If you’re fairly new to the shipping industry or have been researching the topic recently, you’re likely to hear about customs ruling quite often but not many people actually know what this term means. However, there’s no need to panic because today we’re going to take you through the basics as well as showing what your Customs broker really does when working with you.
Customs Ruling – Within the industry, there are certain regulations set by the US Customs and Border Protection (CBP) and these are labelled as ‘Customs ruling’. Essentially, they include a whole range of regulations relating to the industry including United States tariff classification, valuation, and marking. Whenever an importer or exporter trades merchandise to/from the US, the CBP may issue certain rulings whether it’s an individual or a business. In some cases, they can even be given to any attorneys who are acting on behalf of the individual or business entity.
Currently, a special division of the CBP’s Office of International Trade is in charge of writing the rulings; Regulations and Rulings (R&R). However, this is broken down yet again and R&R have a department, the National Commodity Specialist Division (NCSD), who also contribute to certain rulings.
Over the years, these regulations have changed regularly to keep up with the times and they’re still reviewed frequently today.

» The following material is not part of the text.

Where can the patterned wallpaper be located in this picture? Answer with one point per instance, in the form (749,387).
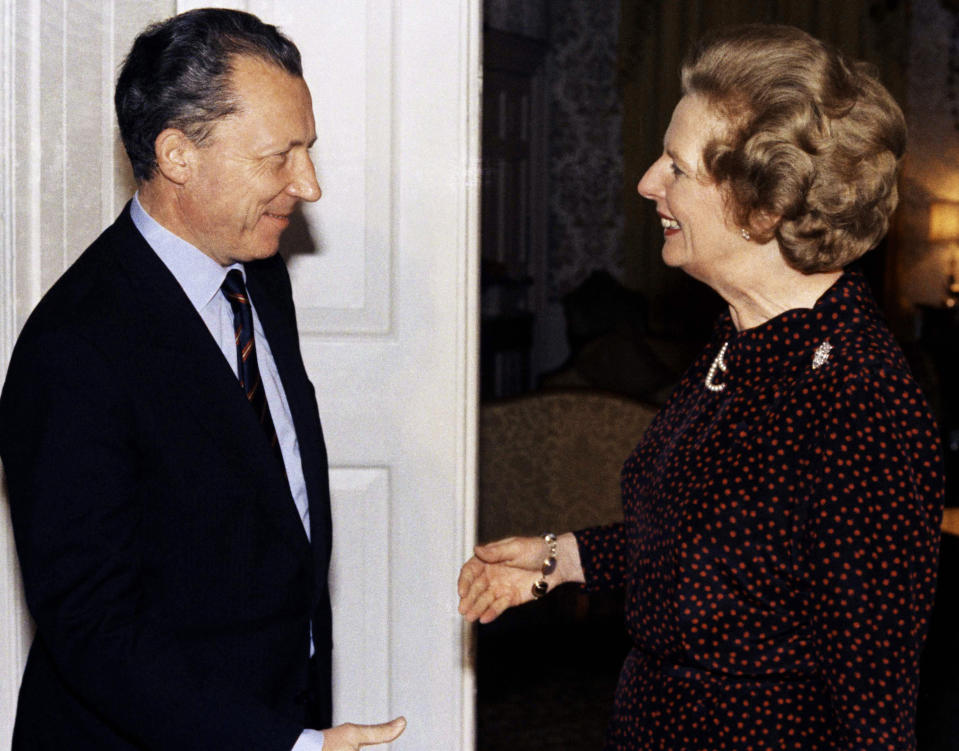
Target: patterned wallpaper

If you want to view these, they’re available for no charge on the CBP website CROSS (Customs Rulings Online Search System).
Role of the Customs Broker – Once again, this is a term that we use often but not everyone knows what their Customs broker does on a day-to-day basis. First and foremost, they work independently and as an impartial service regardless of whether it’s an individual, corporation, or association. In order to do what they do, each individual must obtain the correct license before then being regulated by Customs. Once all the official paperwork has been sorted, they are able to assist with all transactions (exports and imports) to ensure all the appropriate regulations are being followed.
For beginners in the market and even the more experienced figures, the same question seems to arise; ‘why can’t I do this myself?’. Although this sounds fair at first, the process of filing an entry is actually extremely complex. According to the regulations, brokers aren’t allowed to be specifically employed for entering goods thus making a third-party representative important to this process too. For the larger businesses, they tend to have a whole team of in-house licensed brokers because they can’t afford to spend their valuable time on these simple matters.
Furthermore, Customs brokers spend every day surrounded by Customs regulations which means their account of what you need to adhere to can be trusted. As we said, they aren’t tied to any specific body and they aren’t employed by Customs themselves which is also important to remember.
Therefore, it’s fair to say that Customs brokers are a fountain of knowledge for all things relating to Customs rulings for all shipping companies. Ultimately, they will know all about valuations, tariffs, restrictions, and what you need to do to avoid running into trouble in the coming weeks and months.
With over one thousand people taking the Customs broker exam each and every year, the pass rate is thought to be between 5-10% which perhaps shows the standard they have to show before operating within the industry!